I wish Lyndon Johnson and Milton Eisenhower were alive today to see what you have done. Each of you in your own way, and all of you together, have captured the spirit of their hopes for bringing art, culture, education and news to every corner of our nation. What you have delivered exceeds their most ambitious dreams for a free public broadcasting system, available to every farmer on a tractor, every citizen with a cellphone in every state in our union, every home with a television set and car with a radio, whether in a village in Alaska, an inlet in Hawaii, a town in Iowa, Arizona, Idaho or Alabama, or an island off the coast of Maine or South Carolina.

Public broadcasting faces another attempt to kill its federal support. We’ve heard this song before. Richard Nixon sang it in the 1970s. Newt Gingrich sang in the ’90s. But we turned such atonal singing off, and millions across the country learned how it resembled the sound of a political fingernail scratching on a dusty blackboard.

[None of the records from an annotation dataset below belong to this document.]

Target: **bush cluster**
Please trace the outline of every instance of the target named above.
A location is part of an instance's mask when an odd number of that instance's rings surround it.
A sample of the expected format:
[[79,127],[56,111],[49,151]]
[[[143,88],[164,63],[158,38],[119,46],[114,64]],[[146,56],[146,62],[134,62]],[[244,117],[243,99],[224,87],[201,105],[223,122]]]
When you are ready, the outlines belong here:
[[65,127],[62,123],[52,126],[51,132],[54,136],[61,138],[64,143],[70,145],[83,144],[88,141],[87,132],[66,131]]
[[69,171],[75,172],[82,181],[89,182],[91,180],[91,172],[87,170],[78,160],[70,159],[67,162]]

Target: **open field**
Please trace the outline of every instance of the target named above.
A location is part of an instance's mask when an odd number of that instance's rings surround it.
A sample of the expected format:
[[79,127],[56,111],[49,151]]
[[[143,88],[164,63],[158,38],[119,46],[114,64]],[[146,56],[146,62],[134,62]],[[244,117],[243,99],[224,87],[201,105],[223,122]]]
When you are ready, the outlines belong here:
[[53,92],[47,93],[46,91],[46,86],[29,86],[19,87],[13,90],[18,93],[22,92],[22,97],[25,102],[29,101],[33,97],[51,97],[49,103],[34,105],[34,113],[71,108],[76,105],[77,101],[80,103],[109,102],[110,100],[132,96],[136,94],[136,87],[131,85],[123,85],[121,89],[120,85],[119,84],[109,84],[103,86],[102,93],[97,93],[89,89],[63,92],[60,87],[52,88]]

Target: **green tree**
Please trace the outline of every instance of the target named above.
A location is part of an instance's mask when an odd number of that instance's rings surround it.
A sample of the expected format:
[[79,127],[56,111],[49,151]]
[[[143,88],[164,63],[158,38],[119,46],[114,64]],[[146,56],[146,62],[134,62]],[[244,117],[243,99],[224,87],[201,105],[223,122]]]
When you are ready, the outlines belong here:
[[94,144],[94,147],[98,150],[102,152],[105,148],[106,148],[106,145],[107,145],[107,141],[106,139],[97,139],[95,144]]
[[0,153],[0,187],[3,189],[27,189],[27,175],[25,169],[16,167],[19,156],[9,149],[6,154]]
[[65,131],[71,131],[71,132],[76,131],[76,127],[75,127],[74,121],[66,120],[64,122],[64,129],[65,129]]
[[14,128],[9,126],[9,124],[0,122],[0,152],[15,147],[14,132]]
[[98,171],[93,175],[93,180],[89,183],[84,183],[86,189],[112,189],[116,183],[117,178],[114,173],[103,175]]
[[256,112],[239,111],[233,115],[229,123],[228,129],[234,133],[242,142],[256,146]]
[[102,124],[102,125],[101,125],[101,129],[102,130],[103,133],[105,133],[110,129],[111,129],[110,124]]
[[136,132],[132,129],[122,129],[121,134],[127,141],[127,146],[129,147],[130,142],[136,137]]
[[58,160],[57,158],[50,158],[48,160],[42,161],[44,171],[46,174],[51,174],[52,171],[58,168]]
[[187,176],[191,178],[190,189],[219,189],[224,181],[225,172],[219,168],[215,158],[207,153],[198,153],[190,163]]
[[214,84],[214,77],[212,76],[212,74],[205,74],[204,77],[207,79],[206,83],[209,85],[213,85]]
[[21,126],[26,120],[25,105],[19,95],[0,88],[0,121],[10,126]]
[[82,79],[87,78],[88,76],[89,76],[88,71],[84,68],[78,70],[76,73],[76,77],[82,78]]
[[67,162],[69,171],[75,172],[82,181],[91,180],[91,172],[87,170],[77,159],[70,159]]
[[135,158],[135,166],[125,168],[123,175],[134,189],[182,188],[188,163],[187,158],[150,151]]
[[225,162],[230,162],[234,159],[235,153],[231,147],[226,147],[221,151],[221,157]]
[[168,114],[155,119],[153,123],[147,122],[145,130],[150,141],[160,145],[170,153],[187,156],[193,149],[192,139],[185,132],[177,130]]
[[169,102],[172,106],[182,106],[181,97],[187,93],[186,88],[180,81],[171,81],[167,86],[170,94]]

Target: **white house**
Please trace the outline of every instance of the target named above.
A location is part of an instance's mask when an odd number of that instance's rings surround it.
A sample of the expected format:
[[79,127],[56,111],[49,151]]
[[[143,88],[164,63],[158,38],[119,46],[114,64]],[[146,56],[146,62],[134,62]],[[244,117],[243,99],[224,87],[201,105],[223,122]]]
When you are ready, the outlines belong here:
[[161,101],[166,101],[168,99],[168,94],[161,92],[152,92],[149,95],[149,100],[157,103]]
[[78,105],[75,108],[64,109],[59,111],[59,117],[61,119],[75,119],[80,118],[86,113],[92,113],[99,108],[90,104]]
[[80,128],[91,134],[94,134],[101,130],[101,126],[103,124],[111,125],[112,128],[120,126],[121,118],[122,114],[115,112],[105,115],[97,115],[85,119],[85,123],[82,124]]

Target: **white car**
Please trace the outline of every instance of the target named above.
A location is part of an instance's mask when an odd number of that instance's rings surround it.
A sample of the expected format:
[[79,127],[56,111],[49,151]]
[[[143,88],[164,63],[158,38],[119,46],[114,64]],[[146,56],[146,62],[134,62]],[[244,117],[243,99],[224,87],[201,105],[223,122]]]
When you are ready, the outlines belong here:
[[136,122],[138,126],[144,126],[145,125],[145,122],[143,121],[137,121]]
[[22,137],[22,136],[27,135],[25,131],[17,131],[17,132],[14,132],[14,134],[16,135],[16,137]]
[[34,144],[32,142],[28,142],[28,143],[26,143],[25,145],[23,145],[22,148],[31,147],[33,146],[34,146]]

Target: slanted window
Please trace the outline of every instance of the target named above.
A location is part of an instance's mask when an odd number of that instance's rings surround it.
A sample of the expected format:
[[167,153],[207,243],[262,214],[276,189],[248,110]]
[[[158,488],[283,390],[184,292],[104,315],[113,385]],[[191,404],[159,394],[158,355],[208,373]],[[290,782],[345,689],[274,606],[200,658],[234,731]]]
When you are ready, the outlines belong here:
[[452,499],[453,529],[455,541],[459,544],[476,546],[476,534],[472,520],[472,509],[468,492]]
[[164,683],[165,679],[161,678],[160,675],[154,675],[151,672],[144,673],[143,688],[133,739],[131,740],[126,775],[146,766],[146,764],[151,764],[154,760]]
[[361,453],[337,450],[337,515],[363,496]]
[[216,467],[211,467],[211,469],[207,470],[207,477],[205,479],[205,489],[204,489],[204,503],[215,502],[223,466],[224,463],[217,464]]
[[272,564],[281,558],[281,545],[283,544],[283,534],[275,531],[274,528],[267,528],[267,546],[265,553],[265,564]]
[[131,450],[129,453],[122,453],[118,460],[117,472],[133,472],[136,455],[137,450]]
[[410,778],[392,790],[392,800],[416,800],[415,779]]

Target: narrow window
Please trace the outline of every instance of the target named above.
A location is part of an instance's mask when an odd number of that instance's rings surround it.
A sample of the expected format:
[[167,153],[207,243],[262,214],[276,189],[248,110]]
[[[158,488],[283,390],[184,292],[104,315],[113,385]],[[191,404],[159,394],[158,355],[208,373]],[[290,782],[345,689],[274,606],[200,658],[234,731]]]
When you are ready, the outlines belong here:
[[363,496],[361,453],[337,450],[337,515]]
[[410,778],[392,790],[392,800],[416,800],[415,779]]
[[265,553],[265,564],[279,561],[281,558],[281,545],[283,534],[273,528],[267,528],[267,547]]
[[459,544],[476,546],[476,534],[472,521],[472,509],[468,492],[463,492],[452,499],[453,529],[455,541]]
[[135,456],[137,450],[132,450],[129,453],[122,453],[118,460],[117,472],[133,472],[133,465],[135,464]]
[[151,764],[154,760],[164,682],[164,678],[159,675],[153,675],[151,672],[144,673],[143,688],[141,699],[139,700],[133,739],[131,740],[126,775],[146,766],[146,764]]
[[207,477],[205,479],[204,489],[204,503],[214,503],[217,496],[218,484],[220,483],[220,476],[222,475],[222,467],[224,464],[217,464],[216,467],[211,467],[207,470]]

Why did we win? We won because citizens at the grassroots love public broadcasting. They value its contributions to their quality of life. They know an incredible bargain for taxpayers when they see one. If we mobilize these citizens, I know we will win again, and our priceless public media — PBS, NPR and their newer digital services — will continue to enrich our national life, and the personal lives of citizens in every nook and cranny of our country, for many, many generations to come.

Thank you all for what you have done, and what you will continue to do.

Joseph A. Califano Jr. was President Lyndon Johnson’s chief assistant for domestic affairs from 1965 to 1969, and secretary of Health, Education, and Welfare from 1977 to 1979. He is founder and chair emeritus of the National Center on Addiction and Substance Abuse at Columbia University.